そうして新天地で仕事に取り掛かるなか、みーちゃんはカナブンの中垣内社長から、製作中のジープのタイヤを褒められます*5。このとき、みーちゃんは苦笑いをしながら「前の会社でずっとタイヤをやってたんです…」と応答。そこに誇らしさはありません。どこか言いづらいことであるかのように、半ば困った顔をして言うのです。そんなみーちゃんに対して、中垣内社長が返したのは「じゃあ得意分野だ!」という純粋な賞賛の言葉でした。
「考えたこともなかった」とでも言うかのように、みーちゃんは驚きの表情を見せます。しかし、クリエイターとしては先輩であるところの中垣内社長からそう言われるということは、このときの(少なくともタイヤに関する)技術力は、一定以上のレベルに達していたということです。それはスーパーメディア社時代にも周囲から認められていた点ではありますが、別会社の、その意味では身内ではない第三者から見てもそうであるということで、無駄に思える日々でもしっかりと積み上がるものがあった、言い換えれば、自身がそれだけのものを積み上げてきたことの証左であるわけです。それを得意分野と言わずして何なのか。

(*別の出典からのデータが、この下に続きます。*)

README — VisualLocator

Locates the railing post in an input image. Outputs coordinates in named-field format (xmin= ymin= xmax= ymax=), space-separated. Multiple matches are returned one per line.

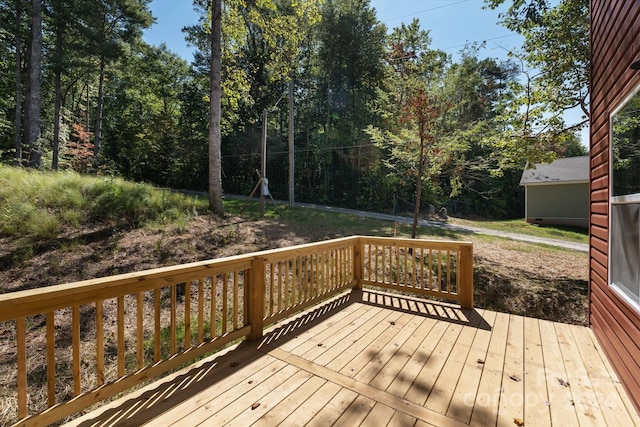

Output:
xmin=353 ymin=238 xmax=363 ymax=290
xmin=459 ymin=244 xmax=474 ymax=310
xmin=247 ymin=257 xmax=266 ymax=340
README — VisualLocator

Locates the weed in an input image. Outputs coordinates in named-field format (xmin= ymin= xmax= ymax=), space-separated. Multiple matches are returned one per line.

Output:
xmin=143 ymin=321 xmax=213 ymax=362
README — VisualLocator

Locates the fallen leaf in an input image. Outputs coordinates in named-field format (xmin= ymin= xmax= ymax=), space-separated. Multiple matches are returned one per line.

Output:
xmin=514 ymin=417 xmax=524 ymax=426
xmin=557 ymin=378 xmax=570 ymax=387
xmin=389 ymin=321 xmax=396 ymax=326
xmin=477 ymin=359 xmax=485 ymax=364
xmin=248 ymin=380 xmax=253 ymax=384
xmin=509 ymin=374 xmax=521 ymax=382
xmin=317 ymin=343 xmax=323 ymax=347
xmin=251 ymin=402 xmax=260 ymax=410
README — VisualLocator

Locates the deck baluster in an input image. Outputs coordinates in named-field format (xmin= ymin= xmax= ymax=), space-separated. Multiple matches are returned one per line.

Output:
xmin=46 ymin=311 xmax=56 ymax=407
xmin=17 ymin=317 xmax=27 ymax=419
xmin=72 ymin=305 xmax=81 ymax=396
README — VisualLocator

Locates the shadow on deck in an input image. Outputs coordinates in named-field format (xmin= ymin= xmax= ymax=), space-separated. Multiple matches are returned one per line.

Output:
xmin=66 ymin=290 xmax=639 ymax=427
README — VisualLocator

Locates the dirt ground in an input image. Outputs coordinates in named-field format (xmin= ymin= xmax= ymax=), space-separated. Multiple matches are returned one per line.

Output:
xmin=0 ymin=214 xmax=589 ymax=325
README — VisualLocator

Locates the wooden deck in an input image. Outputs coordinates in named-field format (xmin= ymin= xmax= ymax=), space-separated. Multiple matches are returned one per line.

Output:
xmin=66 ymin=290 xmax=640 ymax=427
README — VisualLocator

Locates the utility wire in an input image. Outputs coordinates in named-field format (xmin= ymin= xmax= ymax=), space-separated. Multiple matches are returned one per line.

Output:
xmin=374 ymin=0 xmax=520 ymax=52
xmin=380 ymin=0 xmax=474 ymax=23
xmin=222 ymin=143 xmax=378 ymax=159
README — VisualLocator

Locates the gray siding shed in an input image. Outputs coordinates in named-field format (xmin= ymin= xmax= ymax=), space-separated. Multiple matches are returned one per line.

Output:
xmin=520 ymin=156 xmax=589 ymax=228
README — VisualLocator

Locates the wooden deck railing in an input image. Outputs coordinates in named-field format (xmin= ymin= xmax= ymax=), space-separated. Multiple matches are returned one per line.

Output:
xmin=0 ymin=236 xmax=472 ymax=426
xmin=359 ymin=237 xmax=473 ymax=308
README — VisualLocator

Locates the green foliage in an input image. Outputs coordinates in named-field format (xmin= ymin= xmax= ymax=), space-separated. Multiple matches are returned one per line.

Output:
xmin=0 ymin=0 xmax=590 ymax=221
xmin=0 ymin=166 xmax=209 ymax=238
xmin=484 ymin=0 xmax=589 ymax=168
xmin=101 ymin=43 xmax=202 ymax=189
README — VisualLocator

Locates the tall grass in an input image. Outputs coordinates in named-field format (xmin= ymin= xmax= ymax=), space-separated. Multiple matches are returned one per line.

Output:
xmin=0 ymin=166 xmax=209 ymax=238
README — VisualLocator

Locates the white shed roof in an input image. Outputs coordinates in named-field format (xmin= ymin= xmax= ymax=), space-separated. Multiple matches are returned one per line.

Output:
xmin=519 ymin=156 xmax=589 ymax=186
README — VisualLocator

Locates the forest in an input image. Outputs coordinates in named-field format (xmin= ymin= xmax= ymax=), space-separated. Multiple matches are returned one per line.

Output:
xmin=0 ymin=0 xmax=588 ymax=219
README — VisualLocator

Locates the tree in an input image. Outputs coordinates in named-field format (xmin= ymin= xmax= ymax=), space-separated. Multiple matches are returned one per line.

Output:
xmin=209 ymin=0 xmax=224 ymax=215
xmin=78 ymin=0 xmax=153 ymax=159
xmin=25 ymin=0 xmax=42 ymax=167
xmin=187 ymin=0 xmax=325 ymax=204
xmin=386 ymin=19 xmax=447 ymax=110
xmin=369 ymin=19 xmax=451 ymax=218
xmin=439 ymin=51 xmax=526 ymax=217
xmin=48 ymin=0 xmax=78 ymax=169
xmin=484 ymin=0 xmax=589 ymax=166
xmin=100 ymin=44 xmax=191 ymax=184
xmin=299 ymin=0 xmax=387 ymax=205
xmin=403 ymin=90 xmax=447 ymax=238
xmin=11 ymin=0 xmax=24 ymax=165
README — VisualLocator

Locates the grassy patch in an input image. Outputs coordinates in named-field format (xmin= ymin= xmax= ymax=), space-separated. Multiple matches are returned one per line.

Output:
xmin=449 ymin=217 xmax=588 ymax=244
xmin=0 ymin=166 xmax=209 ymax=239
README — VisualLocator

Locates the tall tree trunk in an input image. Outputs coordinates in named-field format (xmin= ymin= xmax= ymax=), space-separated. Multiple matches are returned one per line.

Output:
xmin=93 ymin=58 xmax=105 ymax=158
xmin=26 ymin=0 xmax=42 ymax=168
xmin=85 ymin=82 xmax=90 ymax=130
xmin=52 ymin=9 xmax=64 ymax=170
xmin=53 ymin=72 xmax=62 ymax=169
xmin=412 ymin=129 xmax=425 ymax=239
xmin=208 ymin=0 xmax=224 ymax=216
xmin=14 ymin=0 xmax=23 ymax=165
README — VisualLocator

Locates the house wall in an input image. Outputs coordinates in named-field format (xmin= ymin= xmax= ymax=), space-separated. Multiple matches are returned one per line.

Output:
xmin=525 ymin=183 xmax=588 ymax=227
xmin=591 ymin=0 xmax=640 ymax=413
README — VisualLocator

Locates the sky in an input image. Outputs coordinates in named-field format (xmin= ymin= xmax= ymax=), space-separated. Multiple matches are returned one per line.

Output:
xmin=142 ymin=0 xmax=521 ymax=63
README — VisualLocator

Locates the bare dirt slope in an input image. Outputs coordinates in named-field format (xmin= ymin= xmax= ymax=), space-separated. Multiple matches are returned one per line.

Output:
xmin=0 ymin=214 xmax=588 ymax=325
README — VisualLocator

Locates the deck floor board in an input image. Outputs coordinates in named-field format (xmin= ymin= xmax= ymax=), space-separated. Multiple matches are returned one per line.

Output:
xmin=65 ymin=290 xmax=640 ymax=427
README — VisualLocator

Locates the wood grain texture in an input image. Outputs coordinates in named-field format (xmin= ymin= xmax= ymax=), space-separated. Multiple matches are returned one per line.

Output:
xmin=64 ymin=292 xmax=635 ymax=427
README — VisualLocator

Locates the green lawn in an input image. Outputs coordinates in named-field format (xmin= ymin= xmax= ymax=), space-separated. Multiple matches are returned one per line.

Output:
xmin=448 ymin=217 xmax=589 ymax=244
xmin=223 ymin=199 xmax=466 ymax=240
xmin=224 ymin=199 xmax=589 ymax=246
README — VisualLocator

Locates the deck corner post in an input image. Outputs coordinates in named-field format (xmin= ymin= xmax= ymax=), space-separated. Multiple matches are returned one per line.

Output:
xmin=247 ymin=257 xmax=266 ymax=340
xmin=459 ymin=244 xmax=474 ymax=310
xmin=353 ymin=238 xmax=364 ymax=290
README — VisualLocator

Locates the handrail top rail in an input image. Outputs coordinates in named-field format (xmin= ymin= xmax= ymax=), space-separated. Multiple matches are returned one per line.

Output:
xmin=0 ymin=236 xmax=361 ymax=310
xmin=359 ymin=236 xmax=473 ymax=248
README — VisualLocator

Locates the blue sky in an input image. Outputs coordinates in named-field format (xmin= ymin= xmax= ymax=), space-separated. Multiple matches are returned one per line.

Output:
xmin=143 ymin=0 xmax=521 ymax=62
xmin=371 ymin=0 xmax=521 ymax=59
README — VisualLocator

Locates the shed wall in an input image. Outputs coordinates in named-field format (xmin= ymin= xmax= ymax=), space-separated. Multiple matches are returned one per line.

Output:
xmin=526 ymin=183 xmax=588 ymax=227
xmin=591 ymin=0 xmax=640 ymax=413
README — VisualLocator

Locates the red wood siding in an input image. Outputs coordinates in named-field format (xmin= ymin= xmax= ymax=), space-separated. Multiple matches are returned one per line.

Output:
xmin=590 ymin=0 xmax=640 ymax=414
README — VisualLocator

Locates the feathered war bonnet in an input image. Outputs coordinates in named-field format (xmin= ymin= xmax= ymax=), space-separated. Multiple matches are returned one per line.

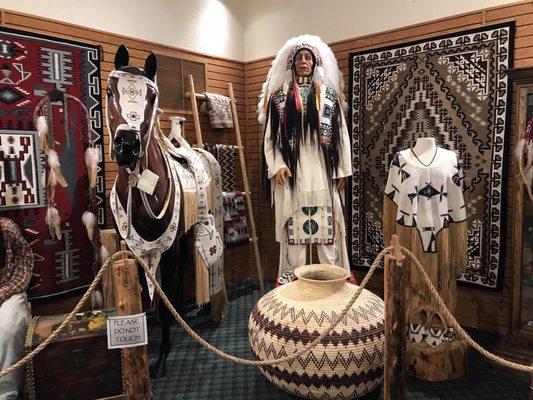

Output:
xmin=257 ymin=34 xmax=346 ymax=126
xmin=259 ymin=35 xmax=347 ymax=195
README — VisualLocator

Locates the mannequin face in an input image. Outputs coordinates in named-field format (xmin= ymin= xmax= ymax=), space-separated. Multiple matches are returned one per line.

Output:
xmin=294 ymin=49 xmax=314 ymax=77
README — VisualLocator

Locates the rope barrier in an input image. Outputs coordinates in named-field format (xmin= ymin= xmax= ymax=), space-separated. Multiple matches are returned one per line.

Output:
xmin=2 ymin=244 xmax=532 ymax=378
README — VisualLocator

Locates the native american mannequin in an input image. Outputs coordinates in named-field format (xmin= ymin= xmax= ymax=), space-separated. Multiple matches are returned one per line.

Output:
xmin=259 ymin=35 xmax=351 ymax=277
xmin=383 ymin=137 xmax=468 ymax=381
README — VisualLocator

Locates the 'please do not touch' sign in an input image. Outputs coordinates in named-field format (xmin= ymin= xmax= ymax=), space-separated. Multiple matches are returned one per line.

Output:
xmin=106 ymin=313 xmax=148 ymax=349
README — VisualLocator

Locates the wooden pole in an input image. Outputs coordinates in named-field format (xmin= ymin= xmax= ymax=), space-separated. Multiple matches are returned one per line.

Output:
xmin=112 ymin=257 xmax=152 ymax=400
xmin=100 ymin=228 xmax=119 ymax=308
xmin=187 ymin=74 xmax=203 ymax=147
xmin=384 ymin=234 xmax=406 ymax=400
xmin=228 ymin=82 xmax=265 ymax=292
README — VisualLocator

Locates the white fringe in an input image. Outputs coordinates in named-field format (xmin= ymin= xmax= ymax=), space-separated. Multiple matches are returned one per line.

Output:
xmin=526 ymin=165 xmax=533 ymax=185
xmin=91 ymin=290 xmax=104 ymax=310
xmin=515 ymin=138 xmax=525 ymax=160
xmin=82 ymin=211 xmax=97 ymax=241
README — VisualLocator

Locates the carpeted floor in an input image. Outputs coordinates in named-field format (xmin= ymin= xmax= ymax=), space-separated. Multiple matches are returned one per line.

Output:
xmin=147 ymin=280 xmax=530 ymax=400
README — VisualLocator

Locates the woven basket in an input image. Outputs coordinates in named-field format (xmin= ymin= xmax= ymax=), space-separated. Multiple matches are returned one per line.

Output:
xmin=249 ymin=264 xmax=385 ymax=399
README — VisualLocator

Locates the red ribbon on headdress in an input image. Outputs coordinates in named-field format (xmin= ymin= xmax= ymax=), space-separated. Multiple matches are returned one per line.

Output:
xmin=293 ymin=80 xmax=302 ymax=111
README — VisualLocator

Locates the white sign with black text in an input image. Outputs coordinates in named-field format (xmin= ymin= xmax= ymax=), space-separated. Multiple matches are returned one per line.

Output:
xmin=106 ymin=313 xmax=148 ymax=349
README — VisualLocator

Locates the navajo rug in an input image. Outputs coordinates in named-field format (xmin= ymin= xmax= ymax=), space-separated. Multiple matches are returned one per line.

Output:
xmin=0 ymin=28 xmax=104 ymax=299
xmin=349 ymin=22 xmax=514 ymax=290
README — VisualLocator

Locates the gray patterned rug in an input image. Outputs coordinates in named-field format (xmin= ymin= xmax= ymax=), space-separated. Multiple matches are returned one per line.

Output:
xmin=349 ymin=22 xmax=515 ymax=290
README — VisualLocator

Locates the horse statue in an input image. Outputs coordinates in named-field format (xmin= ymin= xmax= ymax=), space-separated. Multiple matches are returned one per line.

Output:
xmin=106 ymin=44 xmax=226 ymax=378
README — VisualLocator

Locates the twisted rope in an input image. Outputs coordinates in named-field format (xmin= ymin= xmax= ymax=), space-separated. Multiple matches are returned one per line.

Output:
xmin=3 ymin=244 xmax=532 ymax=377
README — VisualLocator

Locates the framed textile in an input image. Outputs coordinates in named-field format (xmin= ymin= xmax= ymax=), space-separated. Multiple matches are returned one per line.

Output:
xmin=0 ymin=27 xmax=105 ymax=299
xmin=349 ymin=22 xmax=514 ymax=290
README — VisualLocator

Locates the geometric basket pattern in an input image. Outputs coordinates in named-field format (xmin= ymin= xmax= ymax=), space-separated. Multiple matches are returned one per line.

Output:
xmin=249 ymin=273 xmax=385 ymax=399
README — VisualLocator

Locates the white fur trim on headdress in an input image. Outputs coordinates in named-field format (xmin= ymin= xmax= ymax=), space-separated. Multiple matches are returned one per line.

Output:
xmin=257 ymin=34 xmax=345 ymax=125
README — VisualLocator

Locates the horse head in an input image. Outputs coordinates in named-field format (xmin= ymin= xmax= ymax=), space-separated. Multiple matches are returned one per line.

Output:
xmin=106 ymin=45 xmax=158 ymax=169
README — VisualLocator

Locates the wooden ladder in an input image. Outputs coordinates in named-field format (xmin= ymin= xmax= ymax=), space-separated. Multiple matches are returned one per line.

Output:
xmin=186 ymin=75 xmax=265 ymax=292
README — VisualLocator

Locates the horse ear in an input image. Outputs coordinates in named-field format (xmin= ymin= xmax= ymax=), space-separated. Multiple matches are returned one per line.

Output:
xmin=144 ymin=53 xmax=157 ymax=81
xmin=114 ymin=44 xmax=129 ymax=70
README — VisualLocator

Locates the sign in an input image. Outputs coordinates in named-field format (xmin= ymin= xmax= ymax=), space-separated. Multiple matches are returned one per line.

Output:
xmin=106 ymin=313 xmax=148 ymax=349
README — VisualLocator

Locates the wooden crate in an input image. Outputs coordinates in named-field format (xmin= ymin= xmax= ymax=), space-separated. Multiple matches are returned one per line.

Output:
xmin=24 ymin=310 xmax=125 ymax=400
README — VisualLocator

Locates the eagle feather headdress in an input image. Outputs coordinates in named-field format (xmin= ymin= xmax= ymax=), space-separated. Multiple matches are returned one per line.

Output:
xmin=257 ymin=34 xmax=345 ymax=125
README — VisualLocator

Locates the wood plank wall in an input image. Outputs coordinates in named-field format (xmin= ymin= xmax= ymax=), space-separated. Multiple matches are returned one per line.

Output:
xmin=245 ymin=1 xmax=533 ymax=335
xmin=0 ymin=9 xmax=253 ymax=290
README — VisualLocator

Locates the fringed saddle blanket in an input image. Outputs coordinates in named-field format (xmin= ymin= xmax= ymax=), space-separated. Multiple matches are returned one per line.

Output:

この後、久しぶりに集まった主人公グループの会合の中で、声優を目指す坂木しずか(ずかちゃん)の下積み仕事の話を引き取り、みーちゃんは「無駄な仕事なんてない」ことを実感を込めて語ります。
きっと今日の仕事も役に立ちますよ!
わたし今の会社でジープのモーションやってて。タイヤ褒められました!
だから無駄なことはないんだなって思って。
「だから」以降をみーちゃんは伏し目がちで言います。このときの彼女の表情を私は今も取りあぐねています。というのも、「自分が望んで上手くなったわけではない事柄を他社から”得意分野”と評される」のは、私の個人的な経験上、少し複雑な気持ちになると思われるからです。
ともあれ、スーパーメディア社での経験が、彼女の中でそのように総括されたことに変わりはありません。「どんな経験が役に立つか分かんないもんね!」とずかちゃんが元気に続けるのも相まって、私は「そういうもんであるならとりあえず仕事続けるか(どうせ明確な目標もないのだし)」と1人納得し、数年経った今となって、ようやくみーちゃんの言葉を実感しているところです。振り返ってみて、その選択で全く間違っていなかったと思うところ、SHIROBAKOは危うく崖から落ちかけた私を助けてくれたと言っても過言ではありません。
今でも定期的に友人と見直し会を行うのですが、その時々において仕事に対するさまざまな示唆を得られているように思います*6。ついつい語りたくなるポイントもたくさん。「熱意のない者」が存在することすら許されない世界観*7に、一種の残酷さを感じることもありつつ、しかしそれもまた魅力の一つ。劇場版もまた、多くの人に長く愛される作品になるよう祈りながら、また明日から生きていこうと思います。無事完成披露されることを心から願っております。